Catedrático de Derecho Constitucional

Desde la publicación del espíritu de las leyes a mediados del siglo XVIII sabemos que una cosa es la naturaleza y otra el principio de las formas políticas. La primera la definía Montesquieu como "aquello que las hace ser tal" y al segundo como "aquello que las mueve a actuar"; y añadía que tal distinción es de "suma importancia" y que de ella hay que extraer "muchas consecuencias, porque es la clave de infinidad de leyes" (Libro III, Capítulo I). Como suele ocurrir con las teorías realmente clásicas, la distinción de Montesquieu sigue siendo de utilidad para interpretar la realidad política y constitucional española en este comienzo de siglo, cuando se van a cumplir 25 años de la aprobación en referendo de la Constitución española. En particular en lo que a la estructura del Estado se refiere. Y sigue de utilidad porque la evolución del Estado de las autonomías es un claro ejemplo de preservación de la misma naturaleza, esto es, de los instrumentos jurídicos mediante los cuales se ha constituido, y de cambio radical del principio, esto es, de la motivación que presidió la aprobación de tales instrumentos jurídicos. La naturaleza del Estado de las autonomías sigue siendo la misma y está definida por la Constitución y los estatutos de autonomía. El principio ha pasado a ser otro completamente distinto.

El derecho a la autonomía figura en la Constitución para hacer posible la integración básicamente de los nacionalismos catalán y vasco en un sistema político común para todo el Estado. La fórmula unitaria y centralista que se había venido imponiendo desde la Constitución de Cádiz había tocado fondo con la Restauración, como la experiencia de la Segunda República pondría de manifiesto, y tocaría todavía más con el régimen del general Franco. El Estado unitario y centralista no podía ser la forma política de la democracia española y no podía serlo por su nula capacidad de integración de los nacionalismos catalán y vasco. De ahí el reconocimiento constitucional del derecho a la autonomía.

Este era el principio que animaba la naturaleza del Estado de las autonomías en el momento de la transición a la democracia y en el de la inicial puesta en marcha de la Constitución de 1978. A pesar de que en aquellos años la presión terrorista era extraordinariamente intensa, se hizo un esfuerzo también extraordinariamente intenso por todos los actores políticos de nuestro país para "alcanzar por la vía de la autonomía un nuevo sentido de la unidad de España" (Miquel Roca en las Cortes constituyentes).

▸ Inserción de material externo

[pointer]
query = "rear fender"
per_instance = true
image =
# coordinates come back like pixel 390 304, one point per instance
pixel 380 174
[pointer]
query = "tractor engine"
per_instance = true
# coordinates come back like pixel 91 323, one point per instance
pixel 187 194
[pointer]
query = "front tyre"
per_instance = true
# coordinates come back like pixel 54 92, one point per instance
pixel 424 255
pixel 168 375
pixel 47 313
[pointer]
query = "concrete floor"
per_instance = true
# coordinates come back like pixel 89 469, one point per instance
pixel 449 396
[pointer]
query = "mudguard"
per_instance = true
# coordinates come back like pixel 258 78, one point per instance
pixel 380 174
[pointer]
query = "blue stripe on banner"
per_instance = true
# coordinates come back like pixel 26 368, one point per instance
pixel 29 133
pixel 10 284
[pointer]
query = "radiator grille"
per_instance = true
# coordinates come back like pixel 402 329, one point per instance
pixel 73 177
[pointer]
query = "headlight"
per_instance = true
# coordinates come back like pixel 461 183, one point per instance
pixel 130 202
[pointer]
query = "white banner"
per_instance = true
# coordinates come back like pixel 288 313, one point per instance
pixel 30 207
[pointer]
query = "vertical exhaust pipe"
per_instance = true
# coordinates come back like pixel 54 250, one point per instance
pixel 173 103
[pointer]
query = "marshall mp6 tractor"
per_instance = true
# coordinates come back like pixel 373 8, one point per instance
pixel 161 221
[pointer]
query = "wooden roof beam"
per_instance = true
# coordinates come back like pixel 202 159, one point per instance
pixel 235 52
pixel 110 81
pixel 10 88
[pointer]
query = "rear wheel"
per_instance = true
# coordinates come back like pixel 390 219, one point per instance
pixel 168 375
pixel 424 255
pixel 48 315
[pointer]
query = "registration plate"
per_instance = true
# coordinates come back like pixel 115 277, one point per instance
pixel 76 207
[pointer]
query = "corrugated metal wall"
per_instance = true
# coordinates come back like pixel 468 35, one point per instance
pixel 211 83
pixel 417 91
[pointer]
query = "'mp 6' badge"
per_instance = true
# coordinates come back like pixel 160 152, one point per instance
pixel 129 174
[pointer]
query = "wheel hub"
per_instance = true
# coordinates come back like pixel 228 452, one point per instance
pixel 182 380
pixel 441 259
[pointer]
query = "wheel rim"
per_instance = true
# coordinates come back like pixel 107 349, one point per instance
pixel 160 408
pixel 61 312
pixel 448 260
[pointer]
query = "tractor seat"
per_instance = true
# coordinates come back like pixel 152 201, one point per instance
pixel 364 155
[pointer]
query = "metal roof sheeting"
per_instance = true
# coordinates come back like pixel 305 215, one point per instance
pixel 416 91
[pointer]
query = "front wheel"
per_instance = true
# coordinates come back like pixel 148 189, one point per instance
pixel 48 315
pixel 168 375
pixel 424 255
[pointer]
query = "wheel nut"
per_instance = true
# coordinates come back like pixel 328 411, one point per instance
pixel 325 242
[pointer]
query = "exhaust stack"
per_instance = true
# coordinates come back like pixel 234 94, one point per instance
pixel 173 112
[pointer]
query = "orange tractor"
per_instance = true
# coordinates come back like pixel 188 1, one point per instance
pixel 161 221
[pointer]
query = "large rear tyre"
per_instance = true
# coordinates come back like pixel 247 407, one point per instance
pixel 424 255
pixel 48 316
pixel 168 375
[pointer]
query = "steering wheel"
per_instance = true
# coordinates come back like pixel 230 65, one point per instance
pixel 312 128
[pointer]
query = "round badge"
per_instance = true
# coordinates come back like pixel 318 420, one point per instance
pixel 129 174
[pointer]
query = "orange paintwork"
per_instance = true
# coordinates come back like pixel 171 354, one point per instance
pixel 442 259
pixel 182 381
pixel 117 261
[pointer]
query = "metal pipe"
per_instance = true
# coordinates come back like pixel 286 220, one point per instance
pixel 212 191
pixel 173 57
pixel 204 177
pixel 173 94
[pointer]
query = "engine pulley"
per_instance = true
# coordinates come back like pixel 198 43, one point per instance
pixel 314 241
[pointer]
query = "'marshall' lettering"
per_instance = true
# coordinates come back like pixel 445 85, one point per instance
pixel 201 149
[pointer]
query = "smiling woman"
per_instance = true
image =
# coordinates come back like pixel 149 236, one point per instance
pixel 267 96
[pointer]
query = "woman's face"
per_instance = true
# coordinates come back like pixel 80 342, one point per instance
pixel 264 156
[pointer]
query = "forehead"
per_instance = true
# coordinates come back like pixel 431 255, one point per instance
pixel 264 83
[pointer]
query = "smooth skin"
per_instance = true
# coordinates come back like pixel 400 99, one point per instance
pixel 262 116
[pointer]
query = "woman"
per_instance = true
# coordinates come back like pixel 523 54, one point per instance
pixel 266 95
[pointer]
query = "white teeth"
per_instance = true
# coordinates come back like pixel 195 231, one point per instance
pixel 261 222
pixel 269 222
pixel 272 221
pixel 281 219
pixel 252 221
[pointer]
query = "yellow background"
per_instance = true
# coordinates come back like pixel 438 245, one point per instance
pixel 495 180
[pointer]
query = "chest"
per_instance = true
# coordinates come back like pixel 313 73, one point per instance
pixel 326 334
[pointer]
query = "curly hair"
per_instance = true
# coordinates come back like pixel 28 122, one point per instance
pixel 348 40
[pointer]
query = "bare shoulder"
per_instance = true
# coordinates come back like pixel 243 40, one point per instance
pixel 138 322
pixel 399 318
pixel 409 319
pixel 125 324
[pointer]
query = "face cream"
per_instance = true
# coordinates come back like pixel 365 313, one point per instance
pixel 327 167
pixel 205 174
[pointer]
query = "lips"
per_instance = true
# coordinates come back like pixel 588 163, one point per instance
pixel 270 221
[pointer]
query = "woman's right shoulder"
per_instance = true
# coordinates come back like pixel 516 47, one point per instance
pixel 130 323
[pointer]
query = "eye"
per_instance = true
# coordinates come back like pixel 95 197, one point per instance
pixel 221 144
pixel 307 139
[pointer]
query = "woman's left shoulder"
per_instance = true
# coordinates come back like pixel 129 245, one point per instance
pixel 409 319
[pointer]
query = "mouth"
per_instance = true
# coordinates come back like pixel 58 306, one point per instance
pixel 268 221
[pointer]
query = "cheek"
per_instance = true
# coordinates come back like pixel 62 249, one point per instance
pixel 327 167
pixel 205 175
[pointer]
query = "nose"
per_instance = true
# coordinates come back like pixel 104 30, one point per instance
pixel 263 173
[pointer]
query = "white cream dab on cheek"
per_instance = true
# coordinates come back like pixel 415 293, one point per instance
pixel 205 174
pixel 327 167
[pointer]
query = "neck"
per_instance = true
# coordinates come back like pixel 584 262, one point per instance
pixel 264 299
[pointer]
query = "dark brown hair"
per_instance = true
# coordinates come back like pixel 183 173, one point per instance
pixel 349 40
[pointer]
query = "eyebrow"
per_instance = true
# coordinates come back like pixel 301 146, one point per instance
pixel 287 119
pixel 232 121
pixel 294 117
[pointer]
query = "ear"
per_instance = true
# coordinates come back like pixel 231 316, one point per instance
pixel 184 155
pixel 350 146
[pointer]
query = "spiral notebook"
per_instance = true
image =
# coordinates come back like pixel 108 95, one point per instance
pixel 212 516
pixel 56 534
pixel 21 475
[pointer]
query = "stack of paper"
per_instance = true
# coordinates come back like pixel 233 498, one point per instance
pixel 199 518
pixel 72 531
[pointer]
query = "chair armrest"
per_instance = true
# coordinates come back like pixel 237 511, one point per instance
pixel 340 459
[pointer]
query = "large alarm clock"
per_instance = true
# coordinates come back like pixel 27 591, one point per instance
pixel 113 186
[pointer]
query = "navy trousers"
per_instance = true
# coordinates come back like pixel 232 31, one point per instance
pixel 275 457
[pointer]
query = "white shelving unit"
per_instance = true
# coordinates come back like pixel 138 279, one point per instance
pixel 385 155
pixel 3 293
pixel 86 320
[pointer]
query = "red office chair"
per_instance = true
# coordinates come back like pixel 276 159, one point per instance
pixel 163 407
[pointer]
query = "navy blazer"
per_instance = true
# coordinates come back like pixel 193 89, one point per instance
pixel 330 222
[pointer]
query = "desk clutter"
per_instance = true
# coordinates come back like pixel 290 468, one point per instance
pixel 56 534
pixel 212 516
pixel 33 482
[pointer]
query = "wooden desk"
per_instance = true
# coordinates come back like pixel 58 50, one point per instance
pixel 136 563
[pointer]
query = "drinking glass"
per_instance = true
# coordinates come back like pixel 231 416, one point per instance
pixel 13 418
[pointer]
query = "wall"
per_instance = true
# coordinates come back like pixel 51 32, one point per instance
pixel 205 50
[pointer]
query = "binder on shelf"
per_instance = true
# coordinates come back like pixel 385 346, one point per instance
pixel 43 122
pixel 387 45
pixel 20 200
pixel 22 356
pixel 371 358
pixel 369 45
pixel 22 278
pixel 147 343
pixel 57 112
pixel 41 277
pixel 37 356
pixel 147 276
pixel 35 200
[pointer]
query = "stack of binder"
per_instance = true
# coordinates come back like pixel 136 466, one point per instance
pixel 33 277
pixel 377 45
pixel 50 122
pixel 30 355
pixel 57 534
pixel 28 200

A nadie se le ocurrió, ni en la transición ni en los años de inicial puesta en marcha de la Constitución, hacer uso del terrorismo con el fin de situar al nacionalismo en posición de fuera de juego dentro del sistema político español. El terrorismo no podía ser utilizado como coartada para una política antinacionalista. Al contrario. El concurso del nacionalismo era importante no sólo para que pudiera operar establemente el sistema político español, sino también para que se pudiera dar una respuesta política, además de la puramente represiva, al terrorismo.

Desde el final de la primera legislatura del Gobierno del Partido Popular y en especial desde la mayoría absoluta del 2000 y de las últimas autonómicas vascas, con la candidatura de Mayor Oreja a lendakari, nos encontramos ante una estructura del Estado que mantiene la misma naturaleza, pero que ha cambiado completamente de principio. Se ha puesto en marcha con la coartada del terrorismo una estrategia de reviviscencia del nacionalismo español y contraria a todo nacionalismo que no sea el español. Aunque formalmente parezca que va dirigida exclusivamente contra el nacionalismo vasco, materialmente son todos los nacionalismos distintos del español los que están en el punto de mira. La preservación de la naturaleza del Estado de las autonomías es una pieza clave en dicha estrategia nacionalista española, ya que, con ello se acusa a los demás nacionalismos de ser los que rompen las reglas del juego consensuadas entre todos. La sacralización de la naturaleza es un elemento esencial para hacer posible la imposición del nuevo principio. Quien no acepta el nuevo principio se sitúa fuera de la Constitución. De ahí la intangibilidad de la naturaleza, esto es, de la Constitución y la anatematización de cualquier proyecto de reforma, venga de donde venga y sea del tipo que sea.

Estamos ante un supuesto de mutación constitucional de una envergadura extraordinaria. La norma constitucional sigue siendo la misma. La finalidad que con ella se perseguía ha pasado a ser otra completamente distinta e incluso opuesta. En esas estamos.